Inter partes reviews (“IPRs”) are a cheaper and faster alternative to patent litigation, instituted in 2012 by the America Invents Act. IPRs allow parties to challenge the validity of patents in the U.S. Patent and Trademark Office (“USPTO”), rather than in federal courts. Since the inception of IPRs in 2012, there have been 1,291 IPR proceedings instituted in the USPTO (out of over 3,000 petitions).1  The Federal Circuit has docketed 503 appeals from the USPTO since 2012.2  Until recently, all decisions by the Patent and Trial Appeal Board (the “Board”) were affirmed in the Federal Circuit, often under the Federal Circuit Rule 36, which allows the Court to affirm a lower decision without any written opinion so long as there was no  clear error. The Federal Circuit’s June 16, 2015 decision in Microsoft Corp. v. Proxyconn, Inc. v. Michelle Lee, No. 2014-1542 (Fed Cir. June 16, 2015) marks the first reversal of the Board’s claim constructions in  an IPR decision.

In the Microsoft case, Proxyconn originally sued Microsoft for infringement of a patent relating to increasing data transfer speeds over packet switched networks (e.g., the Internet). Microsoft then challenged the validity of the patent in the USPTO, initiating two separate IPR proceedings.3   During these proceedings, the Board denied Proxyconn’s motion to amend the claims, construed the existing claims, and invalidated all but one of them. Proxyconn appealed the Board’s decision to the Federal Circuit.

On the appeal, Proxyconn challenged the Board’s use of the “broadest reasonable interpretation” standard of claim construction. Unfortunately for Proxyconn, the Court was already bound by its decision in In re Cuozzo Speed Techs., LLC, which came down after briefing in this case had begun. The Cuozzo Court held that the broadest reasonable interpretation standard in IPRs was properly adopted by the USPTO.4   However, the Court recognized here that there are limits to this standard, and explained that the Board cannot construe claims during IPRs so broadly as to be unreasonable under general claim construction principles.5   Thus, the Federal Circuit agreed with Proxyconn on two claim constructions, and found the Board’s construction of those terms unreasonably broad for violating the canons of claim construction.

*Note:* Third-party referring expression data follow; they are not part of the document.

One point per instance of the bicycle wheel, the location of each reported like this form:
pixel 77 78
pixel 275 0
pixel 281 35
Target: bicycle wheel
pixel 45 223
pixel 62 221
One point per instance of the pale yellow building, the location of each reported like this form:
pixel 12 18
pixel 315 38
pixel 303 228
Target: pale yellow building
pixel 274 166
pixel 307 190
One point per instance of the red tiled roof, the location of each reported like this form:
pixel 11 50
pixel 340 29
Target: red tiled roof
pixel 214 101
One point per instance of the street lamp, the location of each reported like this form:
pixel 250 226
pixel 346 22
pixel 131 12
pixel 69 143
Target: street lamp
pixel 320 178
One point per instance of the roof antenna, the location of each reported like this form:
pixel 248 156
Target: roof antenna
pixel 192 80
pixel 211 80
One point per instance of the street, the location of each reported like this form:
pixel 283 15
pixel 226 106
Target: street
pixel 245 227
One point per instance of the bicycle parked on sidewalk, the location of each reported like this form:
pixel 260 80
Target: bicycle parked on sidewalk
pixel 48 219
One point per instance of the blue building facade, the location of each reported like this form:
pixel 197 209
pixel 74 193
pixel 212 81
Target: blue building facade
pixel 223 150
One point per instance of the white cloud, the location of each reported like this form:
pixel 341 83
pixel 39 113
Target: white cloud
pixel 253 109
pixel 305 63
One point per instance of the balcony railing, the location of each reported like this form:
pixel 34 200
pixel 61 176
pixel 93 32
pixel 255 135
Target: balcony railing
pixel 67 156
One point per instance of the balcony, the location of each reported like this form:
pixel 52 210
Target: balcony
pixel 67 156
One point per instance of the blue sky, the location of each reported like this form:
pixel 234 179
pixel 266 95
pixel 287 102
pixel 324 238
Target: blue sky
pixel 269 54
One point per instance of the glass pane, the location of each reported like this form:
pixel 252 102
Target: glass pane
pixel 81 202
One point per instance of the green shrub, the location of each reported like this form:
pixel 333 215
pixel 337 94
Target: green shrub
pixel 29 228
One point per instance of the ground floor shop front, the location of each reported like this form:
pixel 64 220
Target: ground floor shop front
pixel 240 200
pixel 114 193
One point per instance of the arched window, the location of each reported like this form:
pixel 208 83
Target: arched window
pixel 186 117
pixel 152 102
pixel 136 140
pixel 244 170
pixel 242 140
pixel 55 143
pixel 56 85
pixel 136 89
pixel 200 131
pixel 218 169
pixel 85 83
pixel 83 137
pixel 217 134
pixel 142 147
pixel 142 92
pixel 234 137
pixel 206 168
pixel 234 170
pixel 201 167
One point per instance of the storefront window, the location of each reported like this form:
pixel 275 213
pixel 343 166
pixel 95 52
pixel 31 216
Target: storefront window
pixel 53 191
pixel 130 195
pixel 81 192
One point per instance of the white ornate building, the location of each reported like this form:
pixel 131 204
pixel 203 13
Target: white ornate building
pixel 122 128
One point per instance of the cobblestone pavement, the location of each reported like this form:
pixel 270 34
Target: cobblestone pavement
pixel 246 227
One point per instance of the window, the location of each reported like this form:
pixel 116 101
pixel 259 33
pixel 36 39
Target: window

The Court also affirmed the denial of Proxyconn’s appeal, but clarified how to properly move to amend claims during IPR proceedings.  The Court upheld the USPTO’s adoption of additional requirements through Board decisions, and specifically affirmed one such requirement that a motion to amend claims must show that the proposed claims are patentable over all prior art of record.

After the Microsoft decision, it is now clear that the Court will review Board decisions on claim construction if they violate the long-established canons of claim construction, e.g.,:

  • Claims should be construed in such a way to preserve their validity;6
  • The context, and surrounding words in the claims, should inform the meaning of claim terms;7
  • Claims must be construed in light of the specification,8 however, limitations from the specification may not be imported into the claims;9 and
  • Different terms used in claims should have different meanings. 10

With its decision in Microsoft, the Court has also provided guidance on how to properly move to amend claims during IPRs, and more generally reminds us that in making motions before the Board, one should pay close attention to the Board’s previous decisions which may place additional requirements on such motions.